Aquila Three Peaks High Income Fund was included in a Category Kings report by The Wall Street Journal for the one-year period ending March 31, 2016. The Category Kings report recognizes the top 10 performing funds, based on total return, in 16 Lipper categories for the one-year period. Aquila Three Peaks High Income Fund class Y (ATPYX) was listed at #6 in the Lipper High Yield Taxable category, out of 646 taxable high yield funds. During this period, the Fund generated a total return of 3.13%, compared to the Lipper High Yield Taxable category average of -4.03%, and the Barclays US Corporate High Yield Index Return of -3.69%.
We believe our relatively defensive positioning within the high yield market in recent years, with a focus on higher-quality names and lower-duration securities within those names, has been prudent, and as a result has produced relatively stable performance within the high yield asset class.
We remain focused on evaluating high yield issuers based on our fundamental research process in which we look for companies that are improving their balance sheets and growing their businesses in a disciplined manner. We believe our focus on providing a less volatile investment strategy within the high yield asset class is judicious given the potential for elevated volatility in this relatively low-yielding fixed-income environment.
Performance quoted in The Wall Street Journal report may not be current. For current quarter-end standardized performance and additional Lipper rankings for the 3-year, 5-year and 10-year periods please click here.

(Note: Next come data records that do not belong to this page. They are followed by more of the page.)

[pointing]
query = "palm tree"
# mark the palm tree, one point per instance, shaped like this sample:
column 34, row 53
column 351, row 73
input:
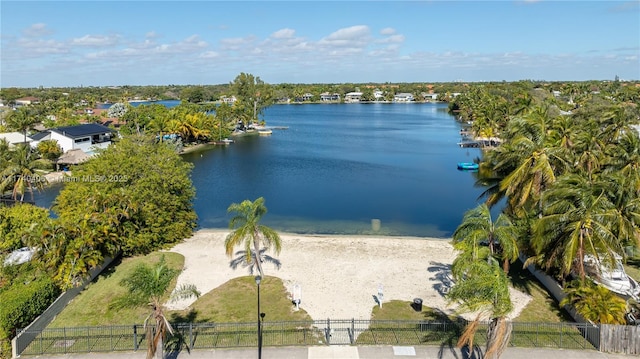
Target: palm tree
column 478, row 228
column 576, row 221
column 481, row 285
column 595, row 303
column 247, row 230
column 148, row 286
column 20, row 172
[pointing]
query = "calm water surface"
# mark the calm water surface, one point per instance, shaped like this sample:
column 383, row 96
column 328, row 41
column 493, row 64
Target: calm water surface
column 338, row 167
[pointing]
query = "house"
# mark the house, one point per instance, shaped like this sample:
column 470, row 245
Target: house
column 86, row 137
column 327, row 97
column 403, row 97
column 39, row 137
column 26, row 101
column 14, row 138
column 353, row 97
column 229, row 100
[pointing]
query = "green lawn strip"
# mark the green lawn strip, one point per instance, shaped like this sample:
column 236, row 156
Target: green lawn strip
column 91, row 306
column 397, row 322
column 232, row 307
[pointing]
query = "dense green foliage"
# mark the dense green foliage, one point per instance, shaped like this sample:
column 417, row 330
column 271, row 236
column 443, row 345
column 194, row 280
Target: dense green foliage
column 23, row 302
column 568, row 166
column 137, row 190
column 19, row 224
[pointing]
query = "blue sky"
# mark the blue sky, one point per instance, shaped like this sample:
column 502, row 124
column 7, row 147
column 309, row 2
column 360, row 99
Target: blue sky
column 100, row 43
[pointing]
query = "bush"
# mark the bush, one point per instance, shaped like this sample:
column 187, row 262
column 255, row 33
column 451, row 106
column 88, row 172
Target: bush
column 22, row 303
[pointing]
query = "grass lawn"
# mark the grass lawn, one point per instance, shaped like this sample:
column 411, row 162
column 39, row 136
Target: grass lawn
column 91, row 306
column 234, row 301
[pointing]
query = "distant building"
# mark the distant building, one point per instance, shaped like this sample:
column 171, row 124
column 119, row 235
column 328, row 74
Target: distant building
column 403, row 97
column 14, row 138
column 353, row 97
column 327, row 97
column 87, row 137
column 26, row 101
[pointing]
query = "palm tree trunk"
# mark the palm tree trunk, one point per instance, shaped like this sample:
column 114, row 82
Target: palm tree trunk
column 498, row 335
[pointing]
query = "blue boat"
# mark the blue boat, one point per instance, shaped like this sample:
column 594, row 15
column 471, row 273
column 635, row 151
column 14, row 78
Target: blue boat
column 468, row 166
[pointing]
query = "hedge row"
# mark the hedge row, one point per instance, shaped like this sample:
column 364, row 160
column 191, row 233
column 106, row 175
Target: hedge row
column 22, row 303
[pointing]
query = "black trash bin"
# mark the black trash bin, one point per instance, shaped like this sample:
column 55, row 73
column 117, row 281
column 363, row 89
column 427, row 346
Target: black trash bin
column 417, row 304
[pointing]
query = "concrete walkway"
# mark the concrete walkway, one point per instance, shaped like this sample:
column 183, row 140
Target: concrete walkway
column 350, row 352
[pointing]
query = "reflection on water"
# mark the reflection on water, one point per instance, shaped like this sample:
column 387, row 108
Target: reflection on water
column 336, row 168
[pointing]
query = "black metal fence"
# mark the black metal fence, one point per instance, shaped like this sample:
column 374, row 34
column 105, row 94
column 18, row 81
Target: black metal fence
column 303, row 333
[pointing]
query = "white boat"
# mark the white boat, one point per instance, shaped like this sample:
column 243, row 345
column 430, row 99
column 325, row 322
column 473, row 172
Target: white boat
column 615, row 278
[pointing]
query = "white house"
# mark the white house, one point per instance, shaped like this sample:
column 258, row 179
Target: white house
column 325, row 96
column 403, row 97
column 352, row 96
column 87, row 137
column 14, row 138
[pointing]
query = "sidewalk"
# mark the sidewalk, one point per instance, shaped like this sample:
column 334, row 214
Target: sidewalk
column 350, row 352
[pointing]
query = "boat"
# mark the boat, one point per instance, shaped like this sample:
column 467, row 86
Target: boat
column 468, row 166
column 224, row 141
column 612, row 277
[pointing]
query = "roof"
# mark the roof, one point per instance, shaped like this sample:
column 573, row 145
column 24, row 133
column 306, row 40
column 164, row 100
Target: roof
column 14, row 137
column 82, row 130
column 73, row 157
column 40, row 135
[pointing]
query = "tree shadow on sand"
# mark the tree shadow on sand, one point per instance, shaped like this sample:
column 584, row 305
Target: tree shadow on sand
column 241, row 260
column 442, row 276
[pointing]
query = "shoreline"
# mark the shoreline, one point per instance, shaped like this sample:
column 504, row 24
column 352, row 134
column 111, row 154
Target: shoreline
column 339, row 275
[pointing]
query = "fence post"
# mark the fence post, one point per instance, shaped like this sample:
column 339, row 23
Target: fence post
column 135, row 337
column 352, row 335
column 327, row 333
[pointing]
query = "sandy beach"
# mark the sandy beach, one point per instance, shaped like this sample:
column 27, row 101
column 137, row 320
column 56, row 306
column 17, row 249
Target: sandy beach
column 338, row 275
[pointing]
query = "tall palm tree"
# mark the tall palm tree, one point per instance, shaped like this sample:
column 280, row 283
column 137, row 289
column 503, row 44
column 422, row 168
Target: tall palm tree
column 149, row 286
column 247, row 230
column 20, row 173
column 478, row 228
column 576, row 221
column 595, row 303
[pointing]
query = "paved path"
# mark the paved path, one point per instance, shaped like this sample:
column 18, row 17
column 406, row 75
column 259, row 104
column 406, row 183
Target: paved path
column 352, row 352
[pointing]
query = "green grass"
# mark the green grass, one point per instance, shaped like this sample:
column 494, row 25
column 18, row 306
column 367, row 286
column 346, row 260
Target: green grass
column 234, row 301
column 91, row 306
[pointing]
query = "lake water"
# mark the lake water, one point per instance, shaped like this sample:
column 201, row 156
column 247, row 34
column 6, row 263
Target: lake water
column 338, row 167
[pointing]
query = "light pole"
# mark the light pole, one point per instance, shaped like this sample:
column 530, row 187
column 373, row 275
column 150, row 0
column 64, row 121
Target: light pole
column 258, row 280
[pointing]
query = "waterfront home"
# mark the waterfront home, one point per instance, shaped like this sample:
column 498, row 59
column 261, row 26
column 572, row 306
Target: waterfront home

Performance data represents past performance, but does not guarantee future results. Investment return and principal value will fluctuate; shares, when redeemed, may be worth more or less than their original cost; current performance may be lower or higher than the data presented. Class A shares have a maximum sales charge of 4.00%; Class C shares have no initial sales charge, but a 1.00% contingent deferred sales charge applies to Class C shares redeemed within 12 months of their purchase date. Class I shares have no initial or contingent deferred sales charge. Class Y shares have no initial or contingent deferred sales charge. Class I and Class Y shares may only be purchased through an investment professional or financial institution. Class A MOP returns reflect deduction of the maximum 4.00% sales charge; Class A NAV returns do not refl ect deduction of the sales charge and would be lower if that charge were refl ected. Class C returns without CDSC do not reflect deduction of the 1% CDSC applicable in the first 12 months; if applied, the CDSC would reduce the performance quoted.

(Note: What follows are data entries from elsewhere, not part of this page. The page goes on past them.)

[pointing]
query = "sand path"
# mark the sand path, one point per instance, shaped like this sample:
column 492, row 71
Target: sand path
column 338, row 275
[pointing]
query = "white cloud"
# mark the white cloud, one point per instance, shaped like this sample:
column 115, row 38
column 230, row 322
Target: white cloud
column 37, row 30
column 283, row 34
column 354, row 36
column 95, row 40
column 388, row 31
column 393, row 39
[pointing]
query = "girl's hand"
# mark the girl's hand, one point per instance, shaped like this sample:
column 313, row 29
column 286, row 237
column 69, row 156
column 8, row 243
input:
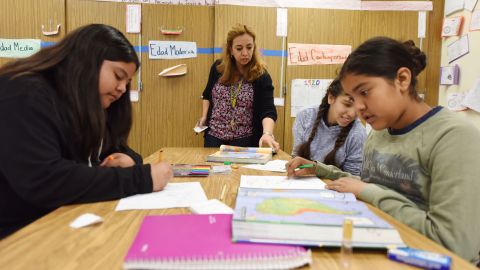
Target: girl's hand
column 347, row 184
column 118, row 160
column 293, row 164
column 268, row 139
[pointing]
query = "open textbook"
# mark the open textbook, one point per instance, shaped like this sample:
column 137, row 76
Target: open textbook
column 286, row 214
column 259, row 155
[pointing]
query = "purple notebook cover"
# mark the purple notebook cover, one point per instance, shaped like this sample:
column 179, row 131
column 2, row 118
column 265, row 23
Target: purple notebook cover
column 195, row 236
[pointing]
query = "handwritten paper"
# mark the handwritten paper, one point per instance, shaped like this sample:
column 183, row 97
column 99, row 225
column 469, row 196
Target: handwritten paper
column 470, row 4
column 19, row 48
column 317, row 54
column 453, row 5
column 307, row 93
column 454, row 101
column 457, row 49
column 171, row 49
column 173, row 195
column 280, row 182
column 475, row 20
column 133, row 18
column 472, row 99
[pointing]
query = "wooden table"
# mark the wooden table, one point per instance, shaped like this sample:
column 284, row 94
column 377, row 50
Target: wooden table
column 49, row 243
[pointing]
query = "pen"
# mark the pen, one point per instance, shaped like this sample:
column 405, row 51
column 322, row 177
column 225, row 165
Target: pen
column 346, row 248
column 304, row 166
column 222, row 194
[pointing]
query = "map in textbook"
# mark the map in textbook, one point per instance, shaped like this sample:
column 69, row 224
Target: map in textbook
column 305, row 207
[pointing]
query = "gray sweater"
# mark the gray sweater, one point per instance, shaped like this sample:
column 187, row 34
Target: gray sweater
column 348, row 156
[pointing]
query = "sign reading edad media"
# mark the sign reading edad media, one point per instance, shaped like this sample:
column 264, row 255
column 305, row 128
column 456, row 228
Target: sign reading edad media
column 18, row 48
column 171, row 49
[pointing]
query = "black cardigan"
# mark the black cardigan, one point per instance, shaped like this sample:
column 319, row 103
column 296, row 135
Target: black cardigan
column 40, row 166
column 262, row 99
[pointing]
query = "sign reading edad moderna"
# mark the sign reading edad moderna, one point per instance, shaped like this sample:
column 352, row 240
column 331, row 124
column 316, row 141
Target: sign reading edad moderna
column 18, row 48
column 317, row 54
column 171, row 49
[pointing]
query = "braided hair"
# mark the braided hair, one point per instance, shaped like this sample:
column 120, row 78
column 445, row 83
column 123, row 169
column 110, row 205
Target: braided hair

Before investing in a Fund, carefully read about and consider the investment objectives, risks, charges, expenses, and other information found in the Fund prospectus. The prospectus is available on this site, from your financial adviser and when you call 800-437-1020.

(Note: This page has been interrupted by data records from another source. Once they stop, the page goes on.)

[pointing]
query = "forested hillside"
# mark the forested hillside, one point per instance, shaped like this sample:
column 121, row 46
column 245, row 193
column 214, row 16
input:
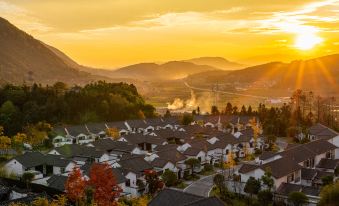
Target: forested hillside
column 58, row 104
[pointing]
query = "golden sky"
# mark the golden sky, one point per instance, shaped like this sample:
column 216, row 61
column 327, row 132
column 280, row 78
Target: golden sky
column 112, row 33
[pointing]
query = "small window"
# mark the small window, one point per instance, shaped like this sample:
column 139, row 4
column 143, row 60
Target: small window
column 290, row 178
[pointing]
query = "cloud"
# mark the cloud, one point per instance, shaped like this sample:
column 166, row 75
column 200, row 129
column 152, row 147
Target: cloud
column 22, row 18
column 301, row 20
column 189, row 20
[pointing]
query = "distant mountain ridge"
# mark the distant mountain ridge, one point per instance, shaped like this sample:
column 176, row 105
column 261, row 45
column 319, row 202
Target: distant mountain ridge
column 317, row 74
column 25, row 59
column 217, row 62
column 166, row 71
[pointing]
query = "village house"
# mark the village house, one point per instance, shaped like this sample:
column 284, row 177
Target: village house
column 46, row 164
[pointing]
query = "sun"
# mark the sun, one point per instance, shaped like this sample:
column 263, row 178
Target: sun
column 307, row 41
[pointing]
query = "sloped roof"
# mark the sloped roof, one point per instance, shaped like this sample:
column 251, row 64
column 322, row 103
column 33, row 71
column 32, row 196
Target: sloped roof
column 76, row 130
column 96, row 128
column 303, row 152
column 267, row 154
column 108, row 144
column 286, row 188
column 245, row 168
column 328, row 163
column 170, row 197
column 279, row 168
column 32, row 159
column 321, row 131
column 140, row 138
column 308, row 174
column 209, row 201
column 171, row 155
column 135, row 164
column 57, row 182
column 72, row 150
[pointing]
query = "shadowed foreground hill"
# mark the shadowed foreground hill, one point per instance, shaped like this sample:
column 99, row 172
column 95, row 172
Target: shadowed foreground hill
column 318, row 74
column 23, row 58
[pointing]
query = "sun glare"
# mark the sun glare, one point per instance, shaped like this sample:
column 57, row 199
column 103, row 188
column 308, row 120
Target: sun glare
column 307, row 41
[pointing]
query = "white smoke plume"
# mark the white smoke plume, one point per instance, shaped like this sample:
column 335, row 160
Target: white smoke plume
column 204, row 101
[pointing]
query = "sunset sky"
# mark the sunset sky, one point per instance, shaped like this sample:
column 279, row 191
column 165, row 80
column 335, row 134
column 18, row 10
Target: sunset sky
column 113, row 33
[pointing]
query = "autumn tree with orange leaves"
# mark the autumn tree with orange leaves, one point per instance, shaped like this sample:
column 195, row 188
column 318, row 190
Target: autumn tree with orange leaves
column 75, row 186
column 154, row 184
column 103, row 182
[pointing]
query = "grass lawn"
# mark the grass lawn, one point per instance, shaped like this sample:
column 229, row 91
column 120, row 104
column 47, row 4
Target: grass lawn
column 207, row 173
column 181, row 185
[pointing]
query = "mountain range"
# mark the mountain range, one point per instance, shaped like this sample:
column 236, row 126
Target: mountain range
column 24, row 58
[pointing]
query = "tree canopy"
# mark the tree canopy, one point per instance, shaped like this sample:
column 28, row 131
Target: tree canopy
column 99, row 101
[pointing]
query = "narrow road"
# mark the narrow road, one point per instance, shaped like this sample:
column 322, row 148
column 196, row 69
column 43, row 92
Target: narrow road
column 201, row 187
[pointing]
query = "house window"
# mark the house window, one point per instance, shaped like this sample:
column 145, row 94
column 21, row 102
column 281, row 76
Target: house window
column 290, row 178
column 128, row 182
column 329, row 155
column 312, row 163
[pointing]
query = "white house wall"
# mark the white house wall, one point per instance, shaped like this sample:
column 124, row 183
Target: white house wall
column 13, row 166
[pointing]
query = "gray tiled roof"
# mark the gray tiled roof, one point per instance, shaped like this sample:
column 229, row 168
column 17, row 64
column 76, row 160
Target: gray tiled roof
column 308, row 174
column 135, row 164
column 209, row 201
column 328, row 163
column 170, row 197
column 57, row 182
column 32, row 159
column 286, row 188
column 72, row 150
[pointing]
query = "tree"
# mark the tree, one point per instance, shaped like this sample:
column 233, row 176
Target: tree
column 104, row 184
column 265, row 197
column 75, row 186
column 113, row 133
column 27, row 178
column 167, row 114
column 327, row 180
column 252, row 186
column 219, row 181
column 8, row 115
column 249, row 110
column 243, row 110
column 5, row 142
column 186, row 119
column 329, row 195
column 192, row 163
column 256, row 130
column 214, row 110
column 19, row 139
column 235, row 110
column 297, row 198
column 154, row 184
column 267, row 179
column 37, row 133
column 169, row 178
column 198, row 110
column 230, row 161
column 229, row 109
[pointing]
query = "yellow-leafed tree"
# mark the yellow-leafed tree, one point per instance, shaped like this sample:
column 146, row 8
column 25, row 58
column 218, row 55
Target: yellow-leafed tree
column 5, row 142
column 113, row 133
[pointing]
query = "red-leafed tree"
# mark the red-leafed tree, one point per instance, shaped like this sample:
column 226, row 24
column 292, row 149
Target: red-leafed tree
column 75, row 185
column 154, row 184
column 104, row 184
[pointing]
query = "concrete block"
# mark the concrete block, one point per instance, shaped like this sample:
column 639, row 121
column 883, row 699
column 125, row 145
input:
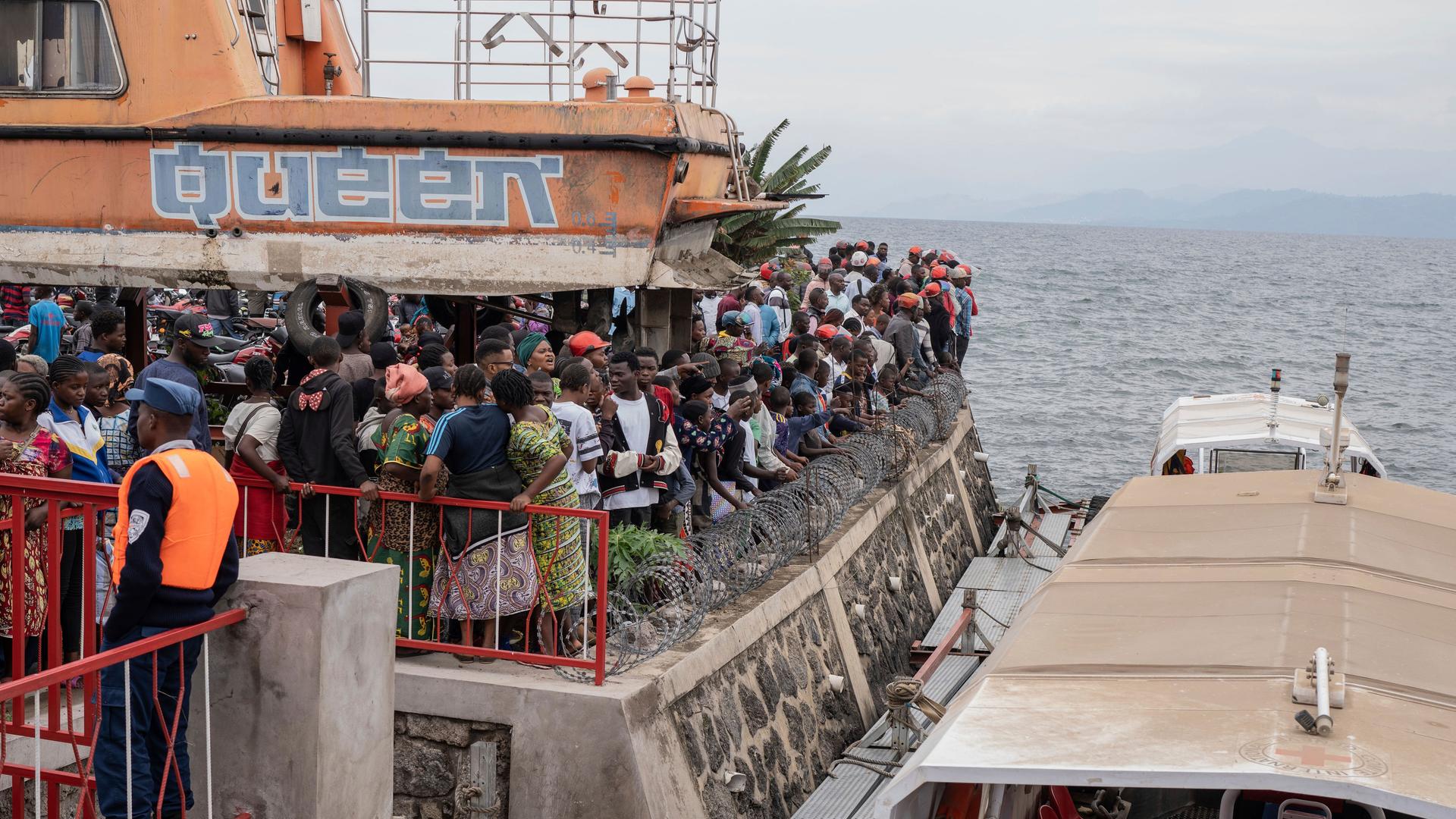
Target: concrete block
column 303, row 691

Mutual fund investing involves risk; loss of principal is possible.
Investment Considerations: Investments in bonds may decline in value due to rising interest rates, a real or perceived decline in credit quality of the issuer, borrower, counterparty, or collateral, adverse tax or legislative changes, court decisions, market or economic conditions. The Fund’s portfolio will typically include a high proportion, perhaps even 100%, of high-yield / high-risk securities rated below investment grade. High-yield corporate bonds generally have greater credit risk than other types of fixed-income securities and may be especially sensitive to economic and political changes or adverse developments specific to the company that issued the bond. The return of principal for the bond holdings in this fund is not guaranteed.
Lipper, Inc., a mutual fund rating service, compiles performance data used to derive their own ranking data. Lipper rankings are based on total return calculations without an adjustment for sales charges. As of March 31, 2015, Lipper placed Aquila Three Peaks Opportunity Growth Fund Class Y in the 1st percentile for the 1-year period within their Mid Cap Core Category, which on that date included 386 mutual funds. Lipper ratings for other periods are included with the standardized performance data.